Hórus percebe meu estado e estala os dedos, fazendo com que os hieróglifos caiam murchos, sem brilho e sem vida no chão.

– Ei, menina - ele me deposita na cadeira como se eu fosse quebrar - tudo bem com você?

Não respondo. Sinto minha força voltando a mim aos poucos e fecho os olhos. Finjo que ainda estou mal.

– Sagira... - ele me chama com um tom de voz culpado e arrependido - olha, é só se comportar, não vou machucar você.

Assinto e abro um dos olhos para encará-lo.

Ele está ajoelhado na minha frente. Ah, deuses. O faraó está ajoelhado na minha frente!

E vai me matar pelo que vou fazer agora.

Empurro Hórus com força e uso o que me sobra de energia para Viajar para qualquer lugar que não seja aqui.

A ultima coisa que ouço é um Hórus furioso e gritando palavras sem sentido.

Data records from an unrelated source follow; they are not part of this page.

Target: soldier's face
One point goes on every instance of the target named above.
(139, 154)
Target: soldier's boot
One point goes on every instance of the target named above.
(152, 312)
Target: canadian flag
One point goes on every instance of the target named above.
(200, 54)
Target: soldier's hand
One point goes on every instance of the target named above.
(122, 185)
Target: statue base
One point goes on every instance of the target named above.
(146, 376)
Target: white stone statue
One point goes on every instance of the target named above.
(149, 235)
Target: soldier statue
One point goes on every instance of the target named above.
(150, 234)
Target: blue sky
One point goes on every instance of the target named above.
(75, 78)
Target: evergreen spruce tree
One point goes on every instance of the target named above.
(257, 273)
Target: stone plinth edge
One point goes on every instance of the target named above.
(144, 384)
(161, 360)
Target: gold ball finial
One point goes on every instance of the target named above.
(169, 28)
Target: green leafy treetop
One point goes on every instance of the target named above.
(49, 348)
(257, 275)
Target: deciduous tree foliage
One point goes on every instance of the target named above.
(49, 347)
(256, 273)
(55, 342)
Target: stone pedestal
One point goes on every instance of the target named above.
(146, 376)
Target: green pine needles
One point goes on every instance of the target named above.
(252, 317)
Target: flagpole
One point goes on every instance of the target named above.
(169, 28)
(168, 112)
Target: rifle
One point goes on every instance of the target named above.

Quando me dou conta do que ele está recitando, já estou na metade do "caminho". Sinto minha garganta se fechar, estou sufocada no espaço escuro que nunca reparei como era. O desespero me atinge como um soco no estômago quando me dou conta de onde estou e que isso nunca me aconteceu.

Estou presa no meio da Viagem nas Sombras.